Но Пандора, даже не коснувшись слухом его слов, механической рукою приняла холодный сосуд из рук Неизвестной и тотчас из сосуда на землю закапали слезы — побежала  река, которую потом нарекли Летой. В ужасе стоял Эпиметей перед неостановимо льющейся из рук Пандоры рекою человеческих слез. На берегах реки, в ту же ночь поросших дикими тюльпанами, родился у Пандоры  маленький Харон, будущий перевозчик через реку. Он родился, чтобы ни разу в жизни не улыбнуться.

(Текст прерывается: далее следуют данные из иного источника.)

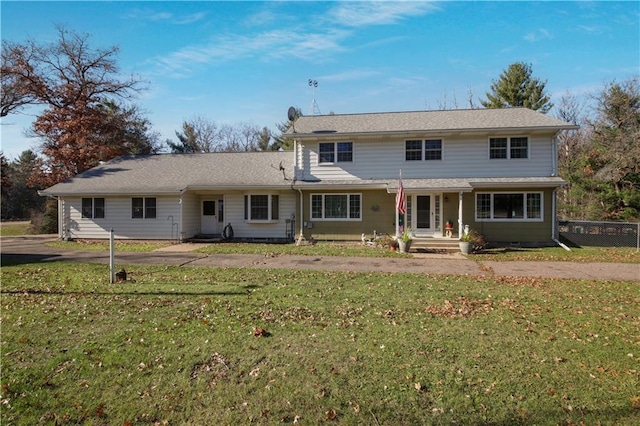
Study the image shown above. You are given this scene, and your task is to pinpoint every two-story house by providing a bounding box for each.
[40,108,577,246]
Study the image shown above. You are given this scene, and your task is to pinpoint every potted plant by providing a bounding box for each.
[459,228,473,255]
[398,227,413,253]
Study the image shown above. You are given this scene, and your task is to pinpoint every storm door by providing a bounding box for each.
[201,200,218,234]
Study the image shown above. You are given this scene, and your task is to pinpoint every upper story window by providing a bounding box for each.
[82,197,105,219]
[311,193,361,220]
[489,137,528,159]
[244,194,279,221]
[132,197,156,219]
[425,139,442,160]
[405,139,442,161]
[319,142,353,164]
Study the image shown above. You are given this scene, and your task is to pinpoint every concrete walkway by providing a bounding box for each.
[1,236,638,282]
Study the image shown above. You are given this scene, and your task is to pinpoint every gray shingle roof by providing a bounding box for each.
[288,108,577,137]
[40,152,294,196]
[294,177,565,192]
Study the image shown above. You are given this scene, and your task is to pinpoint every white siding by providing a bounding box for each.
[62,196,181,240]
[224,191,297,239]
[61,191,297,240]
[301,134,555,180]
[181,192,200,239]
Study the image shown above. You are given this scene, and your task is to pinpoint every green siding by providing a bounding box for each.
[296,187,556,243]
[300,190,395,240]
[464,188,555,243]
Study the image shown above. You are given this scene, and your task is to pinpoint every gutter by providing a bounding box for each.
[287,125,580,140]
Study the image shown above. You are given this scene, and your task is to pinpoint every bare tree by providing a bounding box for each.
[1,42,39,117]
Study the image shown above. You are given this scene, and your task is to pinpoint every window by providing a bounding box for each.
[132,197,156,219]
[489,138,508,159]
[203,201,216,216]
[337,142,353,162]
[244,194,279,221]
[311,193,361,220]
[318,142,353,164]
[94,198,105,219]
[405,139,442,161]
[475,192,543,221]
[82,198,93,218]
[425,139,442,160]
[145,198,156,219]
[82,198,105,219]
[510,137,528,159]
[218,199,224,223]
[489,137,528,159]
[405,140,422,161]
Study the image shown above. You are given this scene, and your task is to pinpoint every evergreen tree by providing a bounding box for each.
[481,62,553,113]
[271,107,302,151]
[586,77,640,220]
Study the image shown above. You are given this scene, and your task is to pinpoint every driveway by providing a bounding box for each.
[1,236,638,282]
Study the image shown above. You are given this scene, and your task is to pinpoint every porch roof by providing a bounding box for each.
[385,176,566,192]
[294,176,565,193]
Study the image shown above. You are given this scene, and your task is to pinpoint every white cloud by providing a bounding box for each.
[125,9,207,25]
[328,1,439,27]
[524,29,553,42]
[320,69,382,82]
[151,28,349,77]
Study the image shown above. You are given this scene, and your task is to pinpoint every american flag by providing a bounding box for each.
[396,172,406,214]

Любопытные птицы  говорили, что Харон появился на свет с веслом в руке Еще говорили птицы, что механическая Пандора не могла меть детей и ночью взяла себе в незаслуженный   дар младенца из колыбели черноликой богини Никс… Так или иначе, когда Пандора приняла от пришелицы чашу слез и когда Принесшая исчезла, Пандора сказала:

—  Гефест!

Сказала потому, что слезы разлитой реки достигли подножия горы, где жил Гефест, увидевший слезные воды и все понявший. Гефест, творец Пандоры, в гневе взял молот, хотел  разбить Пандоре железное, па цепях висящее сердце, но пожалел друга и брата, который сказал, что, потеряв прекрасную Пандору, уйдет навсегда на дно вытекшей из сосуда реки смерти.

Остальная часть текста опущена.